Looking at your last post to clear some things up, i think if you are looking at making 250 ft lbs in an F-150, it will be a bit of a dog. As for axles, an 89 would have a TTB front axle, which wouldn't handle the weight of a 4bt very well. You might want to look into possibly a Dana 44 swap for the front, and i think the stock rear axle will be ok. And for wiring, I would strongly suggest buying a new complete wiring harness as opposed to one form a swap meet. Wiring isn't something you don't want to mess around with....just some things I saw

4bt's came in lotts of bread truck/van looking rigs. You can search C.L, and proabbaly find one. Great motors

Or you might consider the Ford F150 with the EcoBoost engine:

- 3.4L V6 with twin turbos

- 4x4 gets 15mpg city and 21mpg hwy

- 365 hp at 5,000 rpm

- 420 ft-lbs at 2,50 rpm

- Max towing 11,300 lbs with the proper options

- Max payload 3,120 lbs

- Comes with a warranty

I do like the eco boost but problem is I cant afford it and I think the cummins still would kill it in terms of mileage and propely set up a I think the cummins can make just as much power. thanks for the help but for my price range new trucks arnt a option.

The 4BT's have become quite popular and are getting hard to come by at a good price. You may have buy a step van, pull the engine and than scrap the van. Like others have said, you have to do the calculations on cost of the swap vs. the gain in mpg. Do you have emissions testing in your area? If so that will be a hurdle. I have a buddy with a Jeep Cherokee, a full size one not the little XJ, and he installed a 4bt and gets 30-35mpg. However he did his research and geared it properly and is quite easy on the throttle. How often to you haul your bike and what kind of distances? It might make for sense to have a fuel efficient daily driver and a truck to haul the bike on the weekends. Another option is to use a more fuel efficient vehicle to tow your bike on a trailer.

This is in a slightly different direction, but may be of some help to you:

I have been interested in a diesel 1/2 ton lately too, with fuel prices and all.
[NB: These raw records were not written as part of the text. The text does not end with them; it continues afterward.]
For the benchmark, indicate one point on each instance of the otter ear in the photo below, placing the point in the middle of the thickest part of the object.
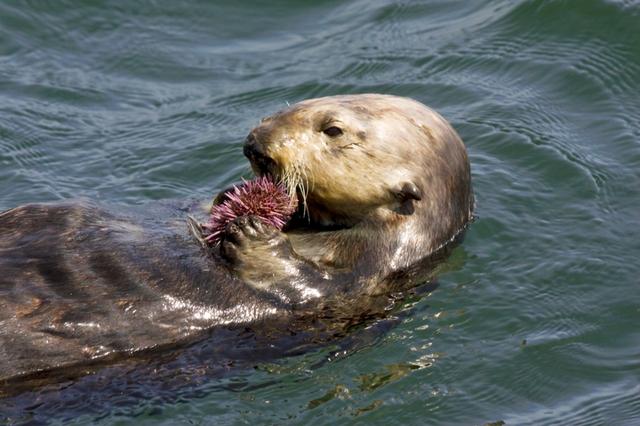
(408, 191)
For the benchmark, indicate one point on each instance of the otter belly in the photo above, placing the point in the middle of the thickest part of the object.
(80, 286)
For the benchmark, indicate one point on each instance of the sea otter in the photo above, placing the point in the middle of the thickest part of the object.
(383, 182)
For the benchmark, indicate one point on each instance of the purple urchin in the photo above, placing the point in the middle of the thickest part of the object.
(260, 197)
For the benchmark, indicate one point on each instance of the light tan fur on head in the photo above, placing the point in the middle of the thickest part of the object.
(357, 156)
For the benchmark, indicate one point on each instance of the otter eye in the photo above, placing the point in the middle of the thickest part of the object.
(332, 131)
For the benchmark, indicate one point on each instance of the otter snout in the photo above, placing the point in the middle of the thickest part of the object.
(260, 162)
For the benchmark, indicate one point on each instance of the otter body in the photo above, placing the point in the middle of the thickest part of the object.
(383, 184)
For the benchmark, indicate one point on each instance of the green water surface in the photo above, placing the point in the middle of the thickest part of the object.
(536, 321)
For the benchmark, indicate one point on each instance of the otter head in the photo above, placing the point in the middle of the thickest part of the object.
(362, 157)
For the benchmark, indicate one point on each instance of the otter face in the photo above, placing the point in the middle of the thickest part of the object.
(346, 156)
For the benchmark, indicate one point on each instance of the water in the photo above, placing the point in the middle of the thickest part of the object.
(536, 321)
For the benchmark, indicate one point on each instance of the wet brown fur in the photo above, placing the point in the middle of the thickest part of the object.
(80, 286)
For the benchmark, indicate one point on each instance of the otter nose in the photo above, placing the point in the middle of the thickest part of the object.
(256, 154)
(251, 148)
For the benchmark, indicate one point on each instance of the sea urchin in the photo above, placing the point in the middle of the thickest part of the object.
(260, 197)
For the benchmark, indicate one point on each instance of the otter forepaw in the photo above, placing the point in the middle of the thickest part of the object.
(246, 236)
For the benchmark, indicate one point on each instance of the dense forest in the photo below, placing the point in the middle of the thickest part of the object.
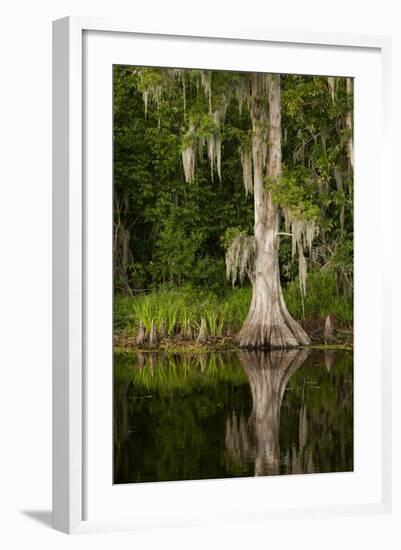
(233, 208)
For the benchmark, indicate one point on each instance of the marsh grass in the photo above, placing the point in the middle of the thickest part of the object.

Good luck with your project!

did lots of research got it pretty much figured out I want to put a 99 and below dodge nv4500 transmission with the engine and im thinking the next f150 body I see axles and suspension I think will be ok left alone. Now I just need converter mounts cooling system and electrical and I think I can do this build for under 8 grand or less. Im planning on hauling the bikes about 50 mile distances every week or so to the sand pits and enligsh town maybe even pa so mpg and realiabilty is a must and I dont see a problem with the transmission nor the engine so I think its good. But got to look in on what emission standards the state of new jersey has

I would look for a donor truck with a blown engine and a decent body and drivetrain to save money on the build.

know a mechanic who has one in a chevy 3/4t, took the 6.2 out and has a 4bt from a street sweeper. It's not that fuel efficient.

know a mechanic who has one in a chevy 3/4t, took the 6.2 out and has a 4bt from a street sweeper. It's not that fuel efficient.

probably because the 6bt is used for 3/4 and 1 ton trucks the 4bt is exactly like the 6bt but less power so its like half ton suited

probably because the 6bt is used for 3/4 and 1 ton trucks the 4bt is exactly like the 6bt but less power so its like half ton suited

Ford uses the 4BT in their F350 and F550 in South America.

I did a quick calculation. I see F150s in that year range for about $5000. I assumed 1000 miles a month, 15 mpg with the stock engine and 25 with the diesel. At $3.70 a gallon it would take 30 months to break even with your $8,000 estimate.

My friends is tuned to about 190hp which at the time of conversion was comparable to the original dodge cummins. His 4 cyl vibrates a lot more than the dodge six and didn't get any better mpg.